Computes start position of samples — get_start

Helper function for data generators. Computes start positions in sequence where samples can be extracted, given maxlen, step size and ambiguous nucleotide constraints.

Usage

get_start_ind(
  seq_vector,
  length_vector,
  maxlen,
  step,
  train_mode = "label",
  discard_amb_nuc = FALSE,
  vocabulary = c("A", "C", "G", "T")
)

Arguments

seq_vector: Vector of character sequences.
length_vector: Length of sequences in seq_vector.
maxlen: Length of one predictor sequence.
step: Distance between samples from one entry in seq_vector.
train_mode: Either "lm" for language model or "label" for label classification.
discard_amb_nuc: Whether to discard all samples that contain characters outside vocabulary.
vocabulary: Vector of allowed characters.
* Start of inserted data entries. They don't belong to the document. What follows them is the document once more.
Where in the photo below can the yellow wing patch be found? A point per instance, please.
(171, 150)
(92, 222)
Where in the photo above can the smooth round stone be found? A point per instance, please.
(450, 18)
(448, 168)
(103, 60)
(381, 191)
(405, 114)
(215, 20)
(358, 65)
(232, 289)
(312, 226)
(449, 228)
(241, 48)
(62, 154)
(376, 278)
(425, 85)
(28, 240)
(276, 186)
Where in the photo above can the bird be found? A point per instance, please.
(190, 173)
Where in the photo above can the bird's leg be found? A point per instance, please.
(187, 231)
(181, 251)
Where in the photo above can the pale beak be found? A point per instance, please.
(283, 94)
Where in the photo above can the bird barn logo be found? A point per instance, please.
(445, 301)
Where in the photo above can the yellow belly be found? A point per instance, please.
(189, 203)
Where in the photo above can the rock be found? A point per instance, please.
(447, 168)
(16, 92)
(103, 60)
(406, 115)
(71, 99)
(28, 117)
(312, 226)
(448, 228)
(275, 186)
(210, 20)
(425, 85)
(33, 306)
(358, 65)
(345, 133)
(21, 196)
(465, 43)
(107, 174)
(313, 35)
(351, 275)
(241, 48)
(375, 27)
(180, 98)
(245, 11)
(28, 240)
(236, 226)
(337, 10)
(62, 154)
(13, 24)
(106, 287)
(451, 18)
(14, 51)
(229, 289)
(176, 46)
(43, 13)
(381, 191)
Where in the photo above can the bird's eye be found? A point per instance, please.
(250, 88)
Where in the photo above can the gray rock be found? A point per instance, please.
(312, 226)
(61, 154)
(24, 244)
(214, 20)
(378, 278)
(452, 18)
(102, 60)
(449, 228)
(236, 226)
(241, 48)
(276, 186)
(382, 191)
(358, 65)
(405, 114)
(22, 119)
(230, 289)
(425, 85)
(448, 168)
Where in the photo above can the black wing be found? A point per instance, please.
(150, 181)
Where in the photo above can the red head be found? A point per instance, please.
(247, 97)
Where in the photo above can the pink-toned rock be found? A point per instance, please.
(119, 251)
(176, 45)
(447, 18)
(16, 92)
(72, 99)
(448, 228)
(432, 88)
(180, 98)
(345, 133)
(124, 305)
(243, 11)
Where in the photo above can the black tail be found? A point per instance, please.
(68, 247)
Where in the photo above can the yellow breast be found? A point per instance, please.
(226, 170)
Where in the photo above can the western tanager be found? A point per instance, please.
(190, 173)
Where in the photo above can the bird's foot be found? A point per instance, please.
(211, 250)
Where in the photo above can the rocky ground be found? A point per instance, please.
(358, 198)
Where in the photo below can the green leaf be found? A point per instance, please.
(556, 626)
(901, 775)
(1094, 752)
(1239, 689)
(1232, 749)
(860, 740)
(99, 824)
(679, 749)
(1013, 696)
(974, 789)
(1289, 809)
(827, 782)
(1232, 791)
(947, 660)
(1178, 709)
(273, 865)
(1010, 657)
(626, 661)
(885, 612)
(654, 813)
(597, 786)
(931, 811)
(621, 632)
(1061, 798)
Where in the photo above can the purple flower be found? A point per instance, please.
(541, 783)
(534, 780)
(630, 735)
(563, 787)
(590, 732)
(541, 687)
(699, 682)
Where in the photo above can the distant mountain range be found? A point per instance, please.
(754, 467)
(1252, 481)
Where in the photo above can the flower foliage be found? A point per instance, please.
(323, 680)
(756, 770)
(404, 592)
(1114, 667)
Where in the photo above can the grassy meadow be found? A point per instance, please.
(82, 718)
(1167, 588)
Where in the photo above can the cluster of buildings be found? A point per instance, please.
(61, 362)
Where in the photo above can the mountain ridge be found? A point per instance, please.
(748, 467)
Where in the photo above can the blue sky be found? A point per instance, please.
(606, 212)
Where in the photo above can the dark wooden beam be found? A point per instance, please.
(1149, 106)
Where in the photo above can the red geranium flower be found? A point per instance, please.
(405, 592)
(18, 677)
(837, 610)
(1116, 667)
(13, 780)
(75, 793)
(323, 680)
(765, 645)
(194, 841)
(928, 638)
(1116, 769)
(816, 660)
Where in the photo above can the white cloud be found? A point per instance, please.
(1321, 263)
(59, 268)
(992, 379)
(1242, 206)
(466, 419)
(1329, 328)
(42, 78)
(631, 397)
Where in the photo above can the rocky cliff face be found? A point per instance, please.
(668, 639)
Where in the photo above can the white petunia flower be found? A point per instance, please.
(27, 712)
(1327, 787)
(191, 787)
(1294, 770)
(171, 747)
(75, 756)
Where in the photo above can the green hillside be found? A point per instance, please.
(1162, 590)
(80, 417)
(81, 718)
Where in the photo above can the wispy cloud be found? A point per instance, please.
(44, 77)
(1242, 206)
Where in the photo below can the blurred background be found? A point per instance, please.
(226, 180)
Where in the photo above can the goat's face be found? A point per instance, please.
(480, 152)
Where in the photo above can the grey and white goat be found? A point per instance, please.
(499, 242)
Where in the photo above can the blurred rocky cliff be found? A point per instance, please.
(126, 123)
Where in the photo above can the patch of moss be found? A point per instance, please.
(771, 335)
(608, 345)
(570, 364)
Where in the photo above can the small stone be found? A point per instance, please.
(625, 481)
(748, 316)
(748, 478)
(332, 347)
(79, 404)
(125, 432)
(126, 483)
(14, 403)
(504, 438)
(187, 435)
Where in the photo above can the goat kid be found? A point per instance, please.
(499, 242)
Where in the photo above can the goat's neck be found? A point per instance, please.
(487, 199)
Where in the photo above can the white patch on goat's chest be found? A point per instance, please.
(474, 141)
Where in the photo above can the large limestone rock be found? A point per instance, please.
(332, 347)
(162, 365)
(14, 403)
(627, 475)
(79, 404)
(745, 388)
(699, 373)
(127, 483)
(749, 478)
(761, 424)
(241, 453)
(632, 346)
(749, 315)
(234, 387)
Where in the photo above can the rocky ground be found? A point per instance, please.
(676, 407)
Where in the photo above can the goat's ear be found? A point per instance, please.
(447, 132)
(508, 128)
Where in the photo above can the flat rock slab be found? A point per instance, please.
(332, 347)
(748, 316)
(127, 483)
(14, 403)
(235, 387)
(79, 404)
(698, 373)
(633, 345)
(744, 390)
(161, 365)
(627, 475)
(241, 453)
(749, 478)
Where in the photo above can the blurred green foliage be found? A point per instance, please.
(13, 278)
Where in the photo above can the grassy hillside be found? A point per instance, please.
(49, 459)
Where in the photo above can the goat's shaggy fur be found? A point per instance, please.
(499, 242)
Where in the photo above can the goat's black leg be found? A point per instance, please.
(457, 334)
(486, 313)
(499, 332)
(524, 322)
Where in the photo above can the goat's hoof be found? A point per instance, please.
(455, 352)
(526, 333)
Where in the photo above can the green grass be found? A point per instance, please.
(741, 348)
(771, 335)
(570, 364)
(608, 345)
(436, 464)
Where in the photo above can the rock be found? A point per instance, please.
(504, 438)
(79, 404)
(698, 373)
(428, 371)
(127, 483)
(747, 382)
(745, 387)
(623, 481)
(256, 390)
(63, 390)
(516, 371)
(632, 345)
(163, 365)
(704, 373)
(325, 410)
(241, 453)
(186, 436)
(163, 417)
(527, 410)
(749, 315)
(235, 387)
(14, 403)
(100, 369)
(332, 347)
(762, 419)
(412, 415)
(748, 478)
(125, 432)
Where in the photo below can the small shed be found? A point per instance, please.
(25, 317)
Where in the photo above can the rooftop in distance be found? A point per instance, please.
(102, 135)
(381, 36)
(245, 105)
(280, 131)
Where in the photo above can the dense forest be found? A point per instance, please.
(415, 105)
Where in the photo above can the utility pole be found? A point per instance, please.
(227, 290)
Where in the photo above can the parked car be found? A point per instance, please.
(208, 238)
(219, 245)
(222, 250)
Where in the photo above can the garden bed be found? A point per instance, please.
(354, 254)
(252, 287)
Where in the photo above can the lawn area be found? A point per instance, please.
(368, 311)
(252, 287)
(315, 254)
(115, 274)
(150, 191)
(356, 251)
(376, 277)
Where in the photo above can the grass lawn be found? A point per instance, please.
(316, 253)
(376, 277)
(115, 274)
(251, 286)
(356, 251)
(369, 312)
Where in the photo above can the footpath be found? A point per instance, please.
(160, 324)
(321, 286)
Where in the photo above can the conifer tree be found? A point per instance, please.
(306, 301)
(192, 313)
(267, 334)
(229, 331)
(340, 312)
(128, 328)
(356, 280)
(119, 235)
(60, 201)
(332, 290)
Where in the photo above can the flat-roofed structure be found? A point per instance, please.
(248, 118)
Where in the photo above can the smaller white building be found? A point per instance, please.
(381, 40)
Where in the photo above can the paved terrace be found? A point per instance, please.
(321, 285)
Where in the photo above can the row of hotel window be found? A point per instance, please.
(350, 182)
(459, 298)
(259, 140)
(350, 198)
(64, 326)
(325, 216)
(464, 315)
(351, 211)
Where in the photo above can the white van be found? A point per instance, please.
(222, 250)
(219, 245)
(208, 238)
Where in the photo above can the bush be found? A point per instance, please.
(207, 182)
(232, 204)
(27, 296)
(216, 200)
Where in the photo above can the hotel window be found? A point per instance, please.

Characters outside vocabulary get encoded as specified in ambiguous_nuc.

Value

A numeric vector.

Examples

seq_vector <- c("AAACCCNNNGGGTTT")
get_start_ind(
  seq_vector = seq_vector,
  length_vector = nchar(seq_vector),
  maxlen = 4,
  step = 2,
  train_mode = "label",
  discard_amb_nuc = TRUE,
  vocabulary = c("A", "C", "G", "T"))
#> [1]  1  3 10 12